Here's the dream that's led me down this alley of contemplation:
Episcopal Aspirations 3-3-2010
I'm talking with a woman Episcopal priest about my application to be an Episcopal priest. She's telling me that she submitted Jim's name (my husband) thinking that it was a good idea and the committee decided that he was their choice. I'm dismayed, disappointed; I say to her; "You submitted his name? Why?" Then I started to change my mind and get behind supporting him: 1. because I really don't want the pressure of answering to the committee in an interview; 2. because I really don't want to be an Episcopal priest, or a Christian for that matter. I say to her that Jim will be a good candidate because he'll be honest, blunt and frank. She modifies it saying, "but he would never say anything inappropriate." I say I'm not so sure, rolling my eyes like, are you kidding me? At some point, she gives me an example of a question that would be asked that is about a place or historical event that is pretty obscure. I realize with relief that I won't have to answer questions like that, but Jim pops into the conversation with a lovely, accurate answer that confirms my sense that better him than me.
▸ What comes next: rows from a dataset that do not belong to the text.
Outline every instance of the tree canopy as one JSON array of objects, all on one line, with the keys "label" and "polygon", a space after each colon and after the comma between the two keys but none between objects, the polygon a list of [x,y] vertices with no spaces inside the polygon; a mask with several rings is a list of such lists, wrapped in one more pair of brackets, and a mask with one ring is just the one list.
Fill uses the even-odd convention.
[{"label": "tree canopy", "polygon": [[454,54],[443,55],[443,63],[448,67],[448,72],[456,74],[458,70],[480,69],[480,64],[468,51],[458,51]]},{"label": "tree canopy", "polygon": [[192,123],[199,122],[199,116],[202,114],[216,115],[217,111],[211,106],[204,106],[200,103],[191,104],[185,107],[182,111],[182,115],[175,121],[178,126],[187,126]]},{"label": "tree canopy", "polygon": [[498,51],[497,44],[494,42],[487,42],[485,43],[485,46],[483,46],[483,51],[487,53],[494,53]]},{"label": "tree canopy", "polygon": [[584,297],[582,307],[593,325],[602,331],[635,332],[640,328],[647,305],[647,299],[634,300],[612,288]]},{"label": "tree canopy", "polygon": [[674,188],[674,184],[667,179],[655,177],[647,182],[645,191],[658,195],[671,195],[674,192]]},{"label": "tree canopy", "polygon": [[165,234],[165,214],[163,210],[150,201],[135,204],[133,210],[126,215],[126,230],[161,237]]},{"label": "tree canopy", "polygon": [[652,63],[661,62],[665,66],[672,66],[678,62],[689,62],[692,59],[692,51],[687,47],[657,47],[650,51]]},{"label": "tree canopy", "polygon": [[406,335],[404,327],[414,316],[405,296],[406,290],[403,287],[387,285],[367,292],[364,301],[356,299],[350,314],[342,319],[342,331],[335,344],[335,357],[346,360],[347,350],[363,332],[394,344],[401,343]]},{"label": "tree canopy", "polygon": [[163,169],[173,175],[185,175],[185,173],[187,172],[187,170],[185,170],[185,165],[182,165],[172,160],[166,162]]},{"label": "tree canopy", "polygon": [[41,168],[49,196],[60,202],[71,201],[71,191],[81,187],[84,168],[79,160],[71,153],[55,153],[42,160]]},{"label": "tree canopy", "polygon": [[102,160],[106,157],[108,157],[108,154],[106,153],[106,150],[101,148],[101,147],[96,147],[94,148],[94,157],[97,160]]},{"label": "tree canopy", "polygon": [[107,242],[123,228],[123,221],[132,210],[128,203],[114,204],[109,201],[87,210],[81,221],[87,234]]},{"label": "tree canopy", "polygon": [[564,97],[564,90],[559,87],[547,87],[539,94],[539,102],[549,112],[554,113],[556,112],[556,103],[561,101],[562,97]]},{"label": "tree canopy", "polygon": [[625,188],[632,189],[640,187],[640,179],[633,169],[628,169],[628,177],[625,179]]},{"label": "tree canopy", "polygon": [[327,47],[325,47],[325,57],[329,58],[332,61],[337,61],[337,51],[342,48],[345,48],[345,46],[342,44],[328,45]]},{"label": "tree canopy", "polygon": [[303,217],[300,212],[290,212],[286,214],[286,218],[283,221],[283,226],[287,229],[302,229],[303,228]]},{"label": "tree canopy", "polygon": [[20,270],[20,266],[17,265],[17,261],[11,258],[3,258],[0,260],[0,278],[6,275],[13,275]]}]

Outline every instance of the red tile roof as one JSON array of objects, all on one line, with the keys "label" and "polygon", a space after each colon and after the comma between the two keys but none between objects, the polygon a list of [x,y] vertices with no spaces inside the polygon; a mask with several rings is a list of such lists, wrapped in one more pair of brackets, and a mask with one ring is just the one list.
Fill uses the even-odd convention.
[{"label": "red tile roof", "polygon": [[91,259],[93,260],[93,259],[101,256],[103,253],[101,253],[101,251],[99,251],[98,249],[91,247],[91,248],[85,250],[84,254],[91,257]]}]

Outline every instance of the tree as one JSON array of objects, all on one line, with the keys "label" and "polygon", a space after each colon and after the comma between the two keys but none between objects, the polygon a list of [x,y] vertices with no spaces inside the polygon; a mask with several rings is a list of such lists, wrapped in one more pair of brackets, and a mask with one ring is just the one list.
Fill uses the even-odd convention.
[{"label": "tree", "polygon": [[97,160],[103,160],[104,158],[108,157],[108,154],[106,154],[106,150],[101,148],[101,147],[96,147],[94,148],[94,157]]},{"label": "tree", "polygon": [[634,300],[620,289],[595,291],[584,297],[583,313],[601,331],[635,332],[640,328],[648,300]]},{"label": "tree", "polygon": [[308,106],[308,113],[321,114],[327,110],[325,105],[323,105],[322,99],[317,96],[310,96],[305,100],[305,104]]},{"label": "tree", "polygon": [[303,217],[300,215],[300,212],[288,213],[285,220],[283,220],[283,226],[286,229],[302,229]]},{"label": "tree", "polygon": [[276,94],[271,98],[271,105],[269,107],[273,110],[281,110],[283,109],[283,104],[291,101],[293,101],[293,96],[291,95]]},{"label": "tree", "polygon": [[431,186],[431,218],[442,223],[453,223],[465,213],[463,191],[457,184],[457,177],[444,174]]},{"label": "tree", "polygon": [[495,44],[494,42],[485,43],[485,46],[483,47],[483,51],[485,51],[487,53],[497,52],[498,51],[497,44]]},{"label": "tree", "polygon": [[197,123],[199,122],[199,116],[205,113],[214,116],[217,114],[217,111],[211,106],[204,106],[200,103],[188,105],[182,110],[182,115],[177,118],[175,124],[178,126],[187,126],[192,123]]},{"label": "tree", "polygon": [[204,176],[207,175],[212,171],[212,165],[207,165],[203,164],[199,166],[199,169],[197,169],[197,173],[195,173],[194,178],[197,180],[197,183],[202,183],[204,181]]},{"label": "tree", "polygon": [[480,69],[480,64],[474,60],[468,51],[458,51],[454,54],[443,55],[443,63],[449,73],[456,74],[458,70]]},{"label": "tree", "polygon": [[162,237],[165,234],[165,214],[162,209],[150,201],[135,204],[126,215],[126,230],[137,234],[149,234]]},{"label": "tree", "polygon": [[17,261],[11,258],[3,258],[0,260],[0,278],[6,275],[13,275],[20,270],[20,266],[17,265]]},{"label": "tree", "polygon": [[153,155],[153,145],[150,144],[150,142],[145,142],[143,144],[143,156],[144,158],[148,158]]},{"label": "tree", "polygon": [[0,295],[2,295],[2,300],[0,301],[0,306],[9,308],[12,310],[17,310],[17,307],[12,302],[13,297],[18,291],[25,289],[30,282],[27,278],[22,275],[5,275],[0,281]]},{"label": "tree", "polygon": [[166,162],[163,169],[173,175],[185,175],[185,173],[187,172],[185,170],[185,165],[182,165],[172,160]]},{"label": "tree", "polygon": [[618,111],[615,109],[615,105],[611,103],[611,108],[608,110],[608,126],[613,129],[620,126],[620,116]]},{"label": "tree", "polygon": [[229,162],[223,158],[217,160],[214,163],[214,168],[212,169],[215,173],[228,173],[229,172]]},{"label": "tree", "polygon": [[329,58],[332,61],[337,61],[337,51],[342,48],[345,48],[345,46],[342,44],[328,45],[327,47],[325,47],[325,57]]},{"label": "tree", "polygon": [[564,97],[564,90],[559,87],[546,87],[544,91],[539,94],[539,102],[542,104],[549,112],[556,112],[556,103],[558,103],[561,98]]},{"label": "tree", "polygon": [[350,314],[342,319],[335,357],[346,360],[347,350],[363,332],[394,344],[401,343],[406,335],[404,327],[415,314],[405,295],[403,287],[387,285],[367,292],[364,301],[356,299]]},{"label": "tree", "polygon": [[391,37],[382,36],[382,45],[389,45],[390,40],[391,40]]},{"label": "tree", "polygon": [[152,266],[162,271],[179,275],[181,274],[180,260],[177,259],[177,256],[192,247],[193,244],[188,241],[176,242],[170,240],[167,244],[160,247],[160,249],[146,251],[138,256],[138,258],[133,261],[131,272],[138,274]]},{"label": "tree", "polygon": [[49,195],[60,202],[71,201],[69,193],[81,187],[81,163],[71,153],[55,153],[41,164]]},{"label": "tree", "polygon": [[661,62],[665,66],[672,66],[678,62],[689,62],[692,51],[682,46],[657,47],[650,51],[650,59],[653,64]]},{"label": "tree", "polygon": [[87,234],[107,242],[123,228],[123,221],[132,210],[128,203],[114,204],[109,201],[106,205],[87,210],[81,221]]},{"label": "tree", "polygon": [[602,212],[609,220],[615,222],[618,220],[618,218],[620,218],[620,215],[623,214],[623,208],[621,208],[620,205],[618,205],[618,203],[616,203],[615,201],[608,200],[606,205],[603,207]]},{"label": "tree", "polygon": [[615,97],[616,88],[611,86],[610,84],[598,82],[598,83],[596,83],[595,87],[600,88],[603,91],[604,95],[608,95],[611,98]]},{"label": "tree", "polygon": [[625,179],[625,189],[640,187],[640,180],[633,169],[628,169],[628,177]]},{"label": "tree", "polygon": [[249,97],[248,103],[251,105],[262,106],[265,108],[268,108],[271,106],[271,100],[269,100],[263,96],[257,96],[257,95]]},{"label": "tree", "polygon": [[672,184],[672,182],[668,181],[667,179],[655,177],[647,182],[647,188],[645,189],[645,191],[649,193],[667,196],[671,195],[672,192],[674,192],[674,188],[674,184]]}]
This dream had me laughing about what I said about Jim; anyone who knows Jim will probably find it funny, as well. I really love how my dream self is helping me center on what I want and who I am. My spiritual role as teacher is outside mainstream religious offices; teaching people to listen to dream messages is what I love to do and do best. Yet, I fully support those who in truth and courage fill those official positions, like those lovely rogue bishops, priests and women religious of the 70s; bless them every one.